Nos enteramos de la muerte de Labordeta cuando volvíamos de Málaga. Mientras el locutor desgranaba detalles de última hora, entoné espontáneamente unos versos de A varear la oliva y luego casi todo el milagro de Lamberto.
Oigo a Labordeta desde los primeros setenta.
Mientras conducía por los llanos de Antequera recordé la tarde del 87 en que lo llamé por teléfono para ver si podía actuar en la feria del libro. Eran las tiempos del Alef.
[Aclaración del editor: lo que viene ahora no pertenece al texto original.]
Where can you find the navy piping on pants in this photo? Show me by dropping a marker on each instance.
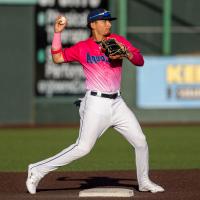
(73, 146)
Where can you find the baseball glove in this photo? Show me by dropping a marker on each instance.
(111, 47)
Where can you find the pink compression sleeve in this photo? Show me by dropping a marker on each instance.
(56, 43)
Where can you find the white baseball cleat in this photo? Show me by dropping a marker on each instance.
(148, 185)
(32, 180)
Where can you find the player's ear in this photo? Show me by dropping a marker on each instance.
(92, 25)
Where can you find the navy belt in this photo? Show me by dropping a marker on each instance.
(109, 96)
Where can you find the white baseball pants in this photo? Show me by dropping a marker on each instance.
(97, 114)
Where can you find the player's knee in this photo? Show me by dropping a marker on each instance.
(141, 142)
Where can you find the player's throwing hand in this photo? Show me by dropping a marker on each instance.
(60, 24)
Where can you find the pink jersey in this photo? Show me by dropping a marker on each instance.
(101, 74)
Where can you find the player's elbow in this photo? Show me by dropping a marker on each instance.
(57, 58)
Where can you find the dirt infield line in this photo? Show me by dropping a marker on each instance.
(179, 185)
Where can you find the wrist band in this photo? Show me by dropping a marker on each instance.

No pudo ser, pero en el bulevar de Gran Capitán se oyó su voz gracias a una vieja cinta que todavía guardo; esa misma cinta en que los trasgos colaron el estribillo del Sufre mamón de los parchosos Hombres G tras la primera estrofa de la Carta a Lucinio.
Recordé también aquel libro que compré en Sevilla en junio del 74, Tribulatorio: una edición moderna, bien ideada y hecha, con facsímiles de poemas manuscritos e ilustraciones también novedosas. Como la época: el almirante Carrero Blanco ya había saltado por los aires y Franco tenía los días contados.
Esos eran los días de aquel libro de Labordeta y de mis dieciocho años: tiempos de Facultad, de tomar partido, de canción protesta en las tabernas y en el patio de los naranjos, de utopías, de amores callados y de versos a escondidas. Y aunque no compartía el pesimismo del autor, que me doblaba la edad, no sé cuantas veces leí aquel libro: el hombre de las canciones comprometidas era también un poeta desgarrado, con una infancia y una adolescencia, una juventud presente, una ciudad, un país, y un mundo, tristes, solitarios, dolorosos.
No sé si está escrita la historia sentimental y política de mi generación, si José Antonio Labordeta tiene el capítulo que se merece. No fue el único, cierto, pero sí uno de los imprescindibles. No es momento aquí de hacer recuento de cantautores y grupos —Paco Ibáñez, Aguaviva, Nuestro Pequeño Mundo fueron para mí los primeros— que abrieron ventanas y sacaron al sol y al aire de aquellos años ideas y principios de izquierda, valores y actitudes progresistas a los que nos apuntamos tantos adolescentes y jóvenes de mi generación.
Ha habido —nunca faltan— defecciones; otros seguimos, convencidos, utópicos, en el tajo. Mueren los hombres, pero queda su voz en una canción, en un grito de protesta, en una denuncia, en unas palabras de amor, en un himno a la esperanza. A la tierra. A la verdad y a la honestidad. A la libertad.